A Ministry of Foreign Affairs (MOFA) official will lodge a protest in person against the WHO on Tuesday for labeling Taiwan a province of China in recent correspondence, Minister of Foreign Affairs Francisco Ou (歐鴻鍊) said yesterday.
“We absolutely cannot accept the term ‘Taiwan, China.’ We have already lodged a written protest to the WHO and our representative to Geneva will confront the WHO in person on the 30th,” Ou said at the Legislative Yuan.
Ou said Taiwan will demand that the WHO contact Taiwan directly on any health-related news or when replying to enquiries.
The Department of Health (DOH) last week notified the WHO that Taiwan had exported a batch of dairy products to Hong Kong that may have been made with toxic milk powder from China.
The WHO, in its reply, referred to Taiwan as “Taiwan, China,” and instead of addressing the DOH as the sole recipient of the reply, the health watchdog sent the official response to China and only sent a copy to Taiwan.
The move has sparked anger in Taiwan. Politicians across party lines are urging the government to confront the WHO to set the record straight.

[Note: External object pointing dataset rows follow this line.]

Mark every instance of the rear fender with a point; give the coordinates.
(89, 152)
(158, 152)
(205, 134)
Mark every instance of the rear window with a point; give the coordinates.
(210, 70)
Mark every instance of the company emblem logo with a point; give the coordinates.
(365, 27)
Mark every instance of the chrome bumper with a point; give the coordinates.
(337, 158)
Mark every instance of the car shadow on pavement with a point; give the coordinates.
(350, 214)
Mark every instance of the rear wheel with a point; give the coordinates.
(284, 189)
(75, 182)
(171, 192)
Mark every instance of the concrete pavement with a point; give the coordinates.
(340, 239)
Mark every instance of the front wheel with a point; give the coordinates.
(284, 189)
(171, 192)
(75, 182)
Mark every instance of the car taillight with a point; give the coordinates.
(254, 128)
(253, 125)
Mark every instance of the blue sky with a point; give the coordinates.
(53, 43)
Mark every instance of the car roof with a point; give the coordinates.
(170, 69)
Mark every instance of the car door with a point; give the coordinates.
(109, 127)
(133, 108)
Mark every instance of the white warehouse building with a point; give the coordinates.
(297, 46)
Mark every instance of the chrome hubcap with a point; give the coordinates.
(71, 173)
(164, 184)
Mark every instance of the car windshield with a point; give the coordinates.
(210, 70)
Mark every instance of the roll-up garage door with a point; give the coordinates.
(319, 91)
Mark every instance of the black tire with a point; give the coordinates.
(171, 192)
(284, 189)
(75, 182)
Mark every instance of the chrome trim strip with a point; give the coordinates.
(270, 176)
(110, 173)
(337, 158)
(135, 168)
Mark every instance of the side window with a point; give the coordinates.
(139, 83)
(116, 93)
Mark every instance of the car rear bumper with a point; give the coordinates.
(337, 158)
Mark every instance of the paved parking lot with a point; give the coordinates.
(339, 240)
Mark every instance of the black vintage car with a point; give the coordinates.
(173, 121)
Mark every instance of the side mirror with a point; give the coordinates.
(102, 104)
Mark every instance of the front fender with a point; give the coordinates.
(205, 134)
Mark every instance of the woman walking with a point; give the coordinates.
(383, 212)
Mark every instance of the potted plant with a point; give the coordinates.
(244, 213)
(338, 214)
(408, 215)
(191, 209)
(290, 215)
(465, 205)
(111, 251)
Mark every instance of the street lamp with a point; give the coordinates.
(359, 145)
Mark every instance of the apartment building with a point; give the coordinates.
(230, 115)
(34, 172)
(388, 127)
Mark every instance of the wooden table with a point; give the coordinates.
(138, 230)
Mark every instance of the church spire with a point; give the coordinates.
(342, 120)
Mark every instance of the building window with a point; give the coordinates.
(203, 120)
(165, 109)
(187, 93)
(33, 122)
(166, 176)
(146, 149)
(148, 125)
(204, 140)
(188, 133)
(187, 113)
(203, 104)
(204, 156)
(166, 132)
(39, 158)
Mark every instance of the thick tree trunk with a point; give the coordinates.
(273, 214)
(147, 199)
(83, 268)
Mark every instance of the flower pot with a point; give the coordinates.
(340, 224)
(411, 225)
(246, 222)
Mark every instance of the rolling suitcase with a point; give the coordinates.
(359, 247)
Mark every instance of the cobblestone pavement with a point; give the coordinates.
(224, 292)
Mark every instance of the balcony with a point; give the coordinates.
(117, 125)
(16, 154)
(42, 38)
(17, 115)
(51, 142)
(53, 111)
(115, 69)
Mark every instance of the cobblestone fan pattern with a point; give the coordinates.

Chinese Nationalist Party (KMT) Legislator and former foreign minister John Chiang (蔣孝嚴) named WHO Director-General Margaret Chan (陳馮富珍) of Hong Kong as the major stumbling block behind Taiwan’s continual exclusion.
The Democratic Progressive Party (DPP) panned the “deliberate error” as evidence that the so-called “diplomatic truce” initiated by President Ma Ying-jeou (馬英九) with Beijing has not been reciprocated and that the administration was giving its sovereignty away on a silver platter.
“Taiwan, in all good faith, reported its possible export of tainted products to China to the WHO,” DPP legislator Tsai Huang-lang (蔡煌瑯) said, “but our sincerity was reciprocated with stoneheartedness.”